The framework was developed based on existing literature and an iterative consensus process with 21 content experts who have helped launch more than 100 rural residency programs.14–16 These experts have academic and program expertise in rural GME and hold roles as program directors, department chairs, designated institutional officials, medical directors, consultants, and other responsibilities across the country. To capture the complexity of completing each goal, experts were asked to weigh the relative difficulty of each objective, assigning it a value of 1 to 5, with 1 being least difficult and 5 being most difficult to complete. We used expert responses to calculate the arithmetic mean weight for each goal; values were rounded to the nearest integer. This approach of using a survey of experts to develop parameters for a project has been used in previous rural contexts.17,18
Applying the Stages of Rural Residency Development
The Roadmap for Rural Residency Program Development model can be used to help communities and institutions creating new residency programs assess wherever they are in the process and to preemptively identify where they may anticipate barriers and challenges within each stage. Failure to anticipate and meet all the stages can result in unnecessary costs and delays. For example, a program that did not adequately prepare for an ACGME site visit may then have to spend at least 6 to 9 months addressing areas of concern and reapplying. Or an institution may succeed in developing a training program that achieves accreditation but ultimately fails to meet the needs of the community because of a lack of early and sustained community engagement.
Although created as part of the RRPD-TAC support to the 27 HRSA-funded programs, the Roadmap for Rural Residency Program Development model can serve as a guide for organizations and institutions outside the grantee pool. Although conducted in the United States, this work has relevance to other countries, including Canada, Australia, and New Zealand, which also struggle to develop the workforce needed in rural and remote settings. Whether GME will be sponsored by a school of medicine, health center, or health system, the framework can provide a general awareness of the steps required to start a program in a rural community.
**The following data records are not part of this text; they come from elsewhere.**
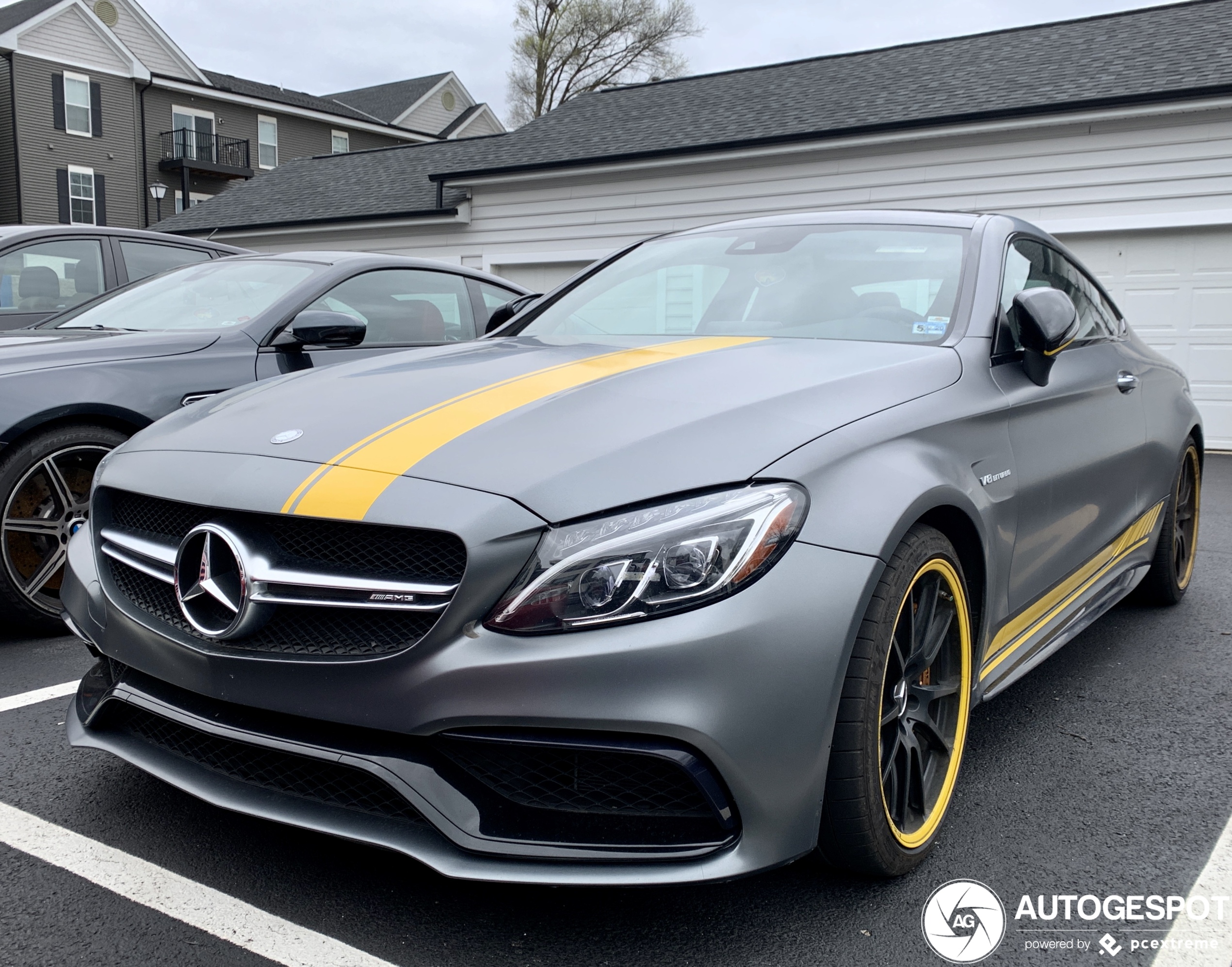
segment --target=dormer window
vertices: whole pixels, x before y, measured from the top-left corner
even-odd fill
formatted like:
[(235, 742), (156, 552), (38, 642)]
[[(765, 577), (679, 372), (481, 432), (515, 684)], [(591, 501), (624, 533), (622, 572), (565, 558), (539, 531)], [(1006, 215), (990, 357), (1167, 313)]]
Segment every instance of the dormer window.
[(92, 133), (90, 123), (90, 79), (81, 74), (64, 74), (64, 129), (70, 134)]

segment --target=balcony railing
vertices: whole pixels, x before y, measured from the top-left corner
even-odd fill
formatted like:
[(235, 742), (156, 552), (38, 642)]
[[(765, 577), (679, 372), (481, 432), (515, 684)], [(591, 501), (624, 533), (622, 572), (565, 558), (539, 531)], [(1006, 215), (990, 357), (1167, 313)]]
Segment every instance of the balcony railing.
[(196, 161), (219, 168), (249, 168), (246, 138), (224, 138), (191, 128), (164, 131), (159, 137), (163, 139), (164, 161), (181, 161), (188, 166)]

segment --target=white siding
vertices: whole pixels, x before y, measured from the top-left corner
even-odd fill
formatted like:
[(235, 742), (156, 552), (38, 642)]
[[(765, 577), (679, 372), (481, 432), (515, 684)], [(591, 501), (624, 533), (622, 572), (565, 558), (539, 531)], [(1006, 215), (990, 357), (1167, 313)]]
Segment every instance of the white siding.
[(1189, 374), (1206, 445), (1232, 450), (1232, 229), (1066, 239), (1133, 329)]
[[(453, 94), (452, 111), (446, 111), (445, 105), (441, 103), (441, 96), (445, 91)], [(466, 91), (462, 90), (462, 85), (456, 84), (451, 79), (446, 81), (445, 86), (440, 90), (429, 95), (424, 103), (399, 121), (398, 124), (404, 128), (410, 128), (411, 131), (426, 131), (429, 134), (436, 134), (440, 131), (445, 131), (445, 128), (448, 127), (458, 115), (473, 103), (474, 101), (472, 101), (467, 96)]]
[[(227, 240), (424, 257), (482, 253), (494, 271), (542, 289), (584, 260), (660, 232), (869, 207), (1007, 212), (1072, 240), (1135, 329), (1189, 372), (1207, 445), (1232, 448), (1230, 108), (740, 161), (690, 159), (625, 174), (553, 171), (472, 186), (468, 223)], [(1135, 224), (1170, 228), (1111, 234)], [(1186, 228), (1202, 224), (1214, 227)], [(1105, 230), (1079, 237), (1078, 225)]]
[(111, 0), (116, 6), (120, 20), (111, 28), (121, 42), (132, 51), (137, 59), (145, 64), (155, 74), (170, 74), (172, 78), (187, 78), (195, 80), (193, 75), (185, 69), (164, 46), (163, 41), (155, 37), (145, 23), (133, 12), (132, 5), (124, 0)]
[(17, 49), (124, 74), (131, 67), (73, 6), (22, 33), (17, 38)]
[(474, 118), (468, 121), (455, 138), (479, 138), (484, 134), (500, 134), (504, 128), (489, 111), (480, 111)]
[(548, 292), (588, 265), (590, 262), (522, 262), (521, 265), (495, 262), (489, 271), (525, 286), (531, 292)]

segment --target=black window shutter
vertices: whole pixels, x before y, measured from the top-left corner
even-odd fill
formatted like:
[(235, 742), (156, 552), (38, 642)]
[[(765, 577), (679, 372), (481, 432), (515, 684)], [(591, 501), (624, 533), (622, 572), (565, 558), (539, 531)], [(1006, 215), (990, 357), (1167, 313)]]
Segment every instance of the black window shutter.
[(67, 225), (73, 221), (69, 214), (69, 170), (67, 168), (55, 169), (55, 192), (60, 196), (60, 224)]
[(94, 172), (94, 223), (107, 224), (107, 180), (97, 171)]
[(57, 131), (64, 131), (64, 75), (52, 74), (52, 121)]
[(94, 81), (90, 84), (90, 134), (102, 137), (102, 89)]

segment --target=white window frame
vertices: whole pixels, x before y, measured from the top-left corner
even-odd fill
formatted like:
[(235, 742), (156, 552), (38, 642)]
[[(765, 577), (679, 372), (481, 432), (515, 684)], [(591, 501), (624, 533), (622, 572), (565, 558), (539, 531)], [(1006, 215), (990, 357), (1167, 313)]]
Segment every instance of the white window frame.
[[(174, 105), (171, 105), (171, 131), (179, 131), (179, 128), (175, 126), (175, 116), (176, 115), (187, 115), (188, 117), (208, 117), (209, 118), (209, 133), (211, 134), (217, 134), (218, 133), (218, 118), (214, 116), (213, 111), (202, 111), (200, 107), (184, 107), (181, 105), (174, 103)], [(197, 129), (196, 128), (188, 128), (188, 131), (192, 132), (192, 156), (193, 158), (200, 158), (201, 156), (201, 153), (200, 153), (201, 145), (197, 144)], [(172, 134), (171, 137), (174, 138), (175, 136)], [(187, 149), (187, 147), (188, 145), (186, 144), (185, 149)], [(209, 147), (211, 147), (211, 149), (213, 149), (213, 143), (211, 143)]]
[[(261, 140), (261, 124), (274, 124), (274, 143)], [(261, 164), (261, 148), (269, 147), (274, 148), (274, 164), (266, 165)], [(270, 115), (257, 115), (256, 116), (256, 166), (264, 171), (270, 171), (278, 166), (278, 118), (271, 117)]]
[[(73, 175), (89, 175), (90, 176), (90, 197), (86, 198), (85, 195), (73, 193)], [(73, 198), (78, 201), (90, 202), (90, 221), (79, 222), (73, 217)], [(96, 192), (96, 185), (94, 180), (92, 168), (81, 168), (80, 165), (69, 165), (69, 224), (74, 225), (96, 225), (99, 224), (99, 197)]]
[[(85, 131), (74, 131), (69, 127), (69, 107), (81, 107), (81, 105), (69, 105), (69, 81), (75, 80), (85, 85)], [(79, 138), (92, 138), (94, 137), (94, 105), (90, 97), (90, 75), (89, 74), (74, 74), (69, 70), (64, 71), (62, 79), (62, 92), (64, 94), (64, 132), (67, 134), (75, 134)]]
[[(200, 192), (200, 191), (190, 191), (188, 192), (188, 207), (192, 208), (193, 206), (201, 204), (201, 202), (207, 202), (207, 201), (209, 201), (213, 197), (214, 197), (213, 195), (206, 195), (206, 193)], [(180, 214), (180, 212), (184, 211), (180, 207), (180, 190), (179, 188), (174, 188), (171, 191), (171, 206), (175, 208), (175, 213), (176, 214)]]

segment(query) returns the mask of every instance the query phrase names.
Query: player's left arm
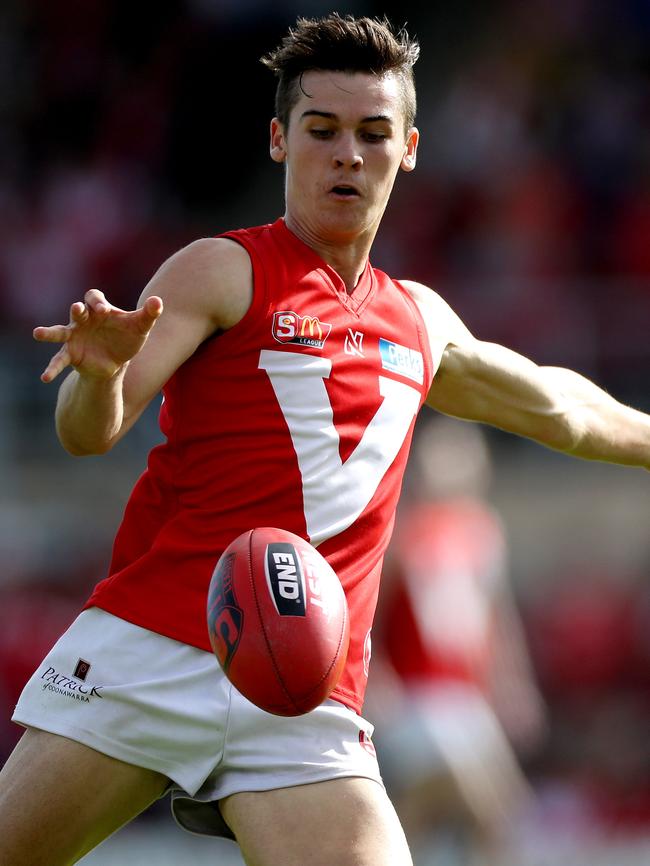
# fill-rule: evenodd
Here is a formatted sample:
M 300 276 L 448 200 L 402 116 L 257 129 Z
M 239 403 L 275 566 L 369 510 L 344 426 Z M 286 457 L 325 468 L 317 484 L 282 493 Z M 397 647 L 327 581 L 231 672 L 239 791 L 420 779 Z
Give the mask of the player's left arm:
M 477 340 L 439 296 L 410 284 L 429 330 L 434 409 L 582 457 L 650 469 L 650 416 L 572 370 Z

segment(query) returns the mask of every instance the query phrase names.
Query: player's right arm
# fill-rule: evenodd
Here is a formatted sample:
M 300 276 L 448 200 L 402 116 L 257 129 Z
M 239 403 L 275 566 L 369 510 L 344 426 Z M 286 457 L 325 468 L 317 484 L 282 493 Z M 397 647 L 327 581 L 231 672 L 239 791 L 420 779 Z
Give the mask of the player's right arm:
M 73 368 L 56 408 L 64 448 L 75 455 L 110 450 L 197 347 L 244 316 L 252 284 L 239 244 L 204 238 L 162 265 L 136 310 L 120 310 L 91 289 L 72 305 L 67 325 L 36 328 L 35 339 L 62 344 L 42 380 Z

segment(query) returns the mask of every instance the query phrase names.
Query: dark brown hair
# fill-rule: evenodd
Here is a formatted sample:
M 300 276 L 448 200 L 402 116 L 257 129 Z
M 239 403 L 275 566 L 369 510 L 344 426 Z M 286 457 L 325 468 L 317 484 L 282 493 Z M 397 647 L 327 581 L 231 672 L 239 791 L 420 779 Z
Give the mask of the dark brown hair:
M 275 113 L 285 129 L 299 99 L 301 79 L 313 69 L 336 72 L 394 73 L 401 85 L 405 128 L 415 121 L 413 65 L 420 54 L 417 41 L 405 30 L 395 32 L 387 18 L 298 18 L 278 48 L 262 63 L 278 77 Z

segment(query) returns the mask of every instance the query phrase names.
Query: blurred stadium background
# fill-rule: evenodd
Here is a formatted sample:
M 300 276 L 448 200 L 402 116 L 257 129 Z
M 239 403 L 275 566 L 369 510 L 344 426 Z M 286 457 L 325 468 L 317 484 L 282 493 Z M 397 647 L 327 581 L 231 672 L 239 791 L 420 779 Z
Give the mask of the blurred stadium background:
M 67 320 L 90 286 L 132 305 L 183 243 L 281 213 L 266 156 L 274 82 L 257 60 L 297 14 L 332 8 L 0 7 L 2 760 L 16 695 L 104 576 L 157 436 L 153 407 L 114 453 L 67 457 L 31 329 Z M 374 264 L 436 287 L 481 338 L 650 410 L 648 0 L 335 8 L 386 13 L 422 45 L 419 165 L 398 181 Z M 549 712 L 524 758 L 539 807 L 520 866 L 637 866 L 650 859 L 650 479 L 505 434 L 490 444 Z M 163 811 L 84 862 L 241 862 L 161 824 Z

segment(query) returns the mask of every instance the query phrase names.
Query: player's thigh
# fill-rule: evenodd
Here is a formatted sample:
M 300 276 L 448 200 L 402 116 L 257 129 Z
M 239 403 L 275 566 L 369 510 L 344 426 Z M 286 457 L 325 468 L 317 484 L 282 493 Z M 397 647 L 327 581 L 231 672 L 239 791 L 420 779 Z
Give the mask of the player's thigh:
M 220 803 L 249 866 L 412 866 L 384 789 L 345 778 Z
M 156 800 L 168 781 L 28 728 L 0 772 L 0 863 L 75 863 Z

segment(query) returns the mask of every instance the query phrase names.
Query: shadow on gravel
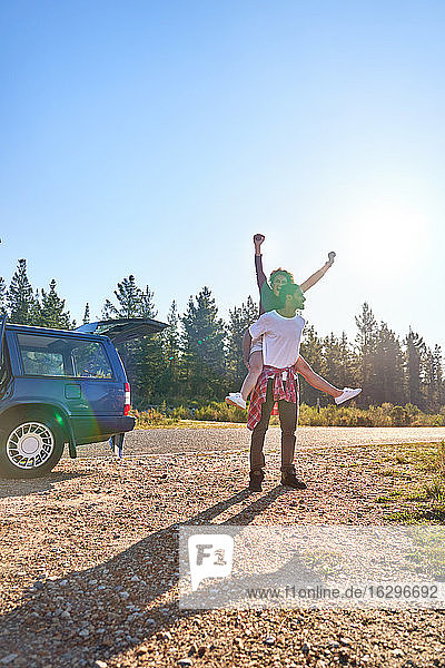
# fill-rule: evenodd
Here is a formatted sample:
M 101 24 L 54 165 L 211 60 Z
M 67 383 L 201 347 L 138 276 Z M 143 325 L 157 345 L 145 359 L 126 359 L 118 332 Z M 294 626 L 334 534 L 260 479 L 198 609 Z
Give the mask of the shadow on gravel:
M 30 480 L 0 479 L 0 499 L 46 492 L 52 489 L 55 482 L 87 478 L 88 475 L 89 473 L 51 473 L 47 478 L 32 478 Z
M 37 491 L 38 483 L 33 484 L 32 491 Z M 224 523 L 250 523 L 283 493 L 288 491 L 274 488 Z M 180 617 L 201 615 L 178 608 L 179 527 L 210 524 L 249 497 L 248 490 L 237 492 L 185 522 L 144 538 L 100 566 L 34 583 L 27 600 L 0 619 L 0 662 L 17 654 L 14 668 L 92 666 L 97 659 L 110 659 L 166 631 Z M 154 605 L 164 595 L 166 600 Z M 144 612 L 147 607 L 150 609 Z

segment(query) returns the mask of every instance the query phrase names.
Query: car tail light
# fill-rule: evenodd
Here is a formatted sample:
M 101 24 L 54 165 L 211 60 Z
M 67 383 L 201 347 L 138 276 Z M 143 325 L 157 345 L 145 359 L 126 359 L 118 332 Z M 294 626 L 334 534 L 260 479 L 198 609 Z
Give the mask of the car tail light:
M 130 383 L 125 384 L 125 393 L 123 415 L 128 415 L 131 409 Z

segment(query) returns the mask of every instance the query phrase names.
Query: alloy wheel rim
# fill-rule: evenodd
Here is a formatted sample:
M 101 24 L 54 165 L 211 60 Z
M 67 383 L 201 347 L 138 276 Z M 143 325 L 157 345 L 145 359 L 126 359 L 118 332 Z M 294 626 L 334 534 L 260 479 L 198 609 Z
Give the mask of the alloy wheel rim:
M 55 449 L 51 430 L 41 422 L 24 422 L 10 433 L 7 456 L 18 469 L 36 469 L 44 464 Z

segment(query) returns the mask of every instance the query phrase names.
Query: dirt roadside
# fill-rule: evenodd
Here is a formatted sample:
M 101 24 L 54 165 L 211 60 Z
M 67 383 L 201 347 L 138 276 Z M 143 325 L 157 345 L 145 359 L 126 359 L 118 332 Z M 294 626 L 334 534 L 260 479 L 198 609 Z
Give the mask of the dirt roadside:
M 244 451 L 63 460 L 1 481 L 0 666 L 445 667 L 444 610 L 178 609 L 178 524 L 387 523 L 377 500 L 407 481 L 379 474 L 380 446 L 317 446 L 298 455 L 308 489 L 286 490 L 266 453 L 256 494 Z

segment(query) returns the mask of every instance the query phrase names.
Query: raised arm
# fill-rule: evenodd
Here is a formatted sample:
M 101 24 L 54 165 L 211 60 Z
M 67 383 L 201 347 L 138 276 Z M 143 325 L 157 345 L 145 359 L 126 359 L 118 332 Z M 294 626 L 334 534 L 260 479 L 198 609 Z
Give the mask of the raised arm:
M 255 244 L 255 271 L 257 273 L 257 284 L 259 289 L 261 289 L 263 285 L 266 283 L 266 274 L 263 269 L 263 255 L 261 255 L 261 244 L 265 240 L 264 234 L 256 234 L 254 236 Z
M 325 262 L 325 264 L 323 265 L 323 267 L 320 269 L 318 269 L 318 272 L 315 272 L 315 274 L 309 276 L 309 278 L 306 278 L 306 281 L 300 284 L 300 288 L 303 292 L 306 292 L 307 289 L 309 289 L 309 287 L 313 287 L 313 285 L 318 283 L 318 281 L 320 278 L 323 278 L 323 276 L 326 274 L 328 268 L 333 266 L 334 258 L 335 258 L 334 250 L 330 250 L 328 257 L 329 257 L 329 259 L 327 262 Z

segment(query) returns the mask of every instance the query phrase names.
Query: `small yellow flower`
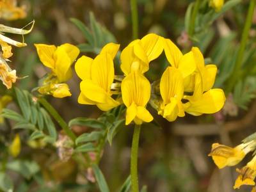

Although some of the challenges and barriers may differ from rural communities, the model is also relevant for urban settings, especially those that serve underserved populations in low-resourced areas.
As the RRPD-TAC implements the Roadmap for Rural Residency Program Development in the next 2 years, we will be refining the specific goals and objectives under each of the stages. Our goal is to provide a tool that is based on solid evidence and produces replicable outcomes for organizations wishing to start rural residency programs to address workforce needs in their communities.
Editor's Note: The online version of this article contains the rural residency development stages, goals, and objectives.
Funding: The RRPD-TAC is supported by the Health Resources and Services Administration (HRSA) of the US Department of Health and Human Services (HHS) under cooperative agreement No. UK6RH32513.
The contents are those of the authors and do not necessarily represent the official views of, nor an endorsement by HRSA, HHS, or the US Government.